Gen Anatoly Nogovitsy lashed out after Poland agreed to help the US create a “missile shield” over Europe. He said: “Poland is making itself a target. Such targets are destroyed as a first priority.”
Gen Nogovitsy stressed Moscow was ready to use nuclear weapons “against allies of countries having nuclear weapons if they in some way help them”. Russia is furious Poland has said the US can put an interceptor base and a battery of Patriot missiles on its territory.

“The USA is engaged in an anti-missile defence for its own government, and not for Poland. And Poland, in deploying (elements of the system) opens itself to a military strike.
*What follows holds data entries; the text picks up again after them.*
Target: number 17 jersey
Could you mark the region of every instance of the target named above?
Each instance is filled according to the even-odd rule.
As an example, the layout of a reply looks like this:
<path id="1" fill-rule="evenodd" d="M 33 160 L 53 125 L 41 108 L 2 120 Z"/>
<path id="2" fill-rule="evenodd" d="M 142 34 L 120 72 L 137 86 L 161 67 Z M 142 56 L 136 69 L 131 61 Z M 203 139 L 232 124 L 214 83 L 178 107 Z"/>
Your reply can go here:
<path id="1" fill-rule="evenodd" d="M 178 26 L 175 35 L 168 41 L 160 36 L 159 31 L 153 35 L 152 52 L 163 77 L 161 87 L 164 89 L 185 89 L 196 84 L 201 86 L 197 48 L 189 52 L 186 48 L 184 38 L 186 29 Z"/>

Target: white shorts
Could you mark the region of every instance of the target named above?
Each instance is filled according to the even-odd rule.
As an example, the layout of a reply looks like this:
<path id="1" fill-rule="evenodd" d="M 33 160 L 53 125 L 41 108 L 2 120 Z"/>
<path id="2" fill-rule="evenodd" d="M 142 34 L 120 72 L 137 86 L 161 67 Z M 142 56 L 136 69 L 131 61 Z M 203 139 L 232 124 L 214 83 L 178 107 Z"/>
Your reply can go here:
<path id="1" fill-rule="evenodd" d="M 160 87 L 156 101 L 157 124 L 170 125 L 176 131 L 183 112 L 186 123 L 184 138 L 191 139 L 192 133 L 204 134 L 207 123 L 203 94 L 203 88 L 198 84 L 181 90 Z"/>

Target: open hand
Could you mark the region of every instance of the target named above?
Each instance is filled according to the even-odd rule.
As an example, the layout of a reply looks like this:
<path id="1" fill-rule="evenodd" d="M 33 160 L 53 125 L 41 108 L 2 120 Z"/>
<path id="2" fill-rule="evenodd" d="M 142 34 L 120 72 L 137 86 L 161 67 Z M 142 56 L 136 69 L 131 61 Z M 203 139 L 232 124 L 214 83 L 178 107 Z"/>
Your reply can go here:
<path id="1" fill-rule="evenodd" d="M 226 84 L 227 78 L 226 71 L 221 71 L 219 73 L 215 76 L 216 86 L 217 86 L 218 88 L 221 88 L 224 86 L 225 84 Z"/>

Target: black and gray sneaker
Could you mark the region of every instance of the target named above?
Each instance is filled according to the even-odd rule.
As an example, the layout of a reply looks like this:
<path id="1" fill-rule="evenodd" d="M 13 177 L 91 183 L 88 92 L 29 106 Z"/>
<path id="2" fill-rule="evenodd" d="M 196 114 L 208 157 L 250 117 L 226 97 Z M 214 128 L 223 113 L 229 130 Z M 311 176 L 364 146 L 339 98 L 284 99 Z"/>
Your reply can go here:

That is 100 per cent,” Gen Nogovitsy was quoted as saying.

“It is written clearly - we will use it in instances against governments that have nuclear weapons, against allies of countries with nuclear weapons, if they somehow enable them.”

The Russian government revamped its national security doctrine in 2000, broadening the range of conflicts in which nuclear weapons could be used.

President Dmitry Medvedev, ruling under the direction of predecessor Mr Putin, said the missile defences were aimed at Russia.

He branded US claims that they are a deterrent against rogue states “a fairy tale”.
British Foreign Secretary David Miliband said today that Russian “aggression” against Georgia and threats to neighbouring states, such as Poland, were unacceptable.

In a statement, Mr Miliband welcomed Mr Medvedev’s signing of a French-led peace plan to end conflict in Georgia’s breakaway South Ossetia region and said the priority was to ensure that commitments made in the agreement were “speedily and fully implemented”.

Russian President Dmitry Medvedev has today said that Russian troops will begin a pullback toward Georgia’s separatist-held region of South Ossetia on Monday.

According to a Kremlin statement, Medvedev told French President Nicolas Sarkozy in a telephone conversation today that Russian army troops will retreat toward the Georgia-South Ossetia border.

The move comes after Georgian President Mikhail Saakashvili reluctantly signed the plan that calls for Russian troops to pull back, but that also grants them limited patrols inside Georgia.

Mr Medvedev’s spokesman Alexei Pavlov says the president signed the order but did not give further details.

The plan appears to leave some tense issues open to interpretation, including whether Georgia will be able to send troops back into parts of South Ossetia, the separatist republic where massive fighting erupted last week.

Georgian Prime Minister Lado Gurgenidze suggested Russian military operations, which have seen troops fan out from the South Ossetia into the Georgian heartland, were far from over.

He said Russian soldiers had blown up a bridge, west of the capital Tbilisi, early this afternoon.

“That bridge being gone effectively results in the country losing east-west railway communications. For how long I do not know,” he told reporters.

Russia’s General Staff denied carrying out the bridge attack.